Аннотация:A Six - Layer One - Dimensional Soil - Vegetation - Atmosphere - Transfer model (SLODSVAT) has been developed and designed to estimate the surface - atmosphere sensible heat, water vapour and carbon dioxide exchanges at the vegetation-atmosphere interface by explicitly formulating ecophysiological, hydrological and meteorological controls in patch oriented scales. The SLODSVAT allows to successfully couple processes on leaf, plant and stand levels and provides a realistic description of surface properties in respect to environmental changes. The general concept makes it possible to apply the SLODSVAT to various vegetation types.
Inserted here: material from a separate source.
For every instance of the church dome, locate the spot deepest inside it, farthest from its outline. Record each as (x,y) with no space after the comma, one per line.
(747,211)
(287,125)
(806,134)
The SLODSVAT consists of interrelated submodels that simulate: the radiation, water vapour, sensible heat, carbon dioxide and momentum transfer in two canopy layers determined by environmental conditions and ecophysiological properties of the vegetation; uptake and storage of water in the "roots-stem-leaves" system of the plants; interception of rainfall by two canopy layers and runoff, infiltration and storage of rain water in four soil layers.
A comparison of the results of modelling experiments and field microclimatic observations in a spruce forest (Picea abies [L].Karst) in the Solling hills (Germany) shows, that the SLODSVAT can describe and simulate the short-term and long-term (from one hour to several months) variability of water vapour and sensible heat fluxes adequately to natural processes under different environmental conditions. It proves that it is possible to estimate and predict the transpiration and evapotranspiration rates for spruce forest ecosystems on the patch scale for one vegetation period, if certain meteorological, botanical and hydrological information for the structure of the atmospheric boundary layer, the canopy and the soil are available.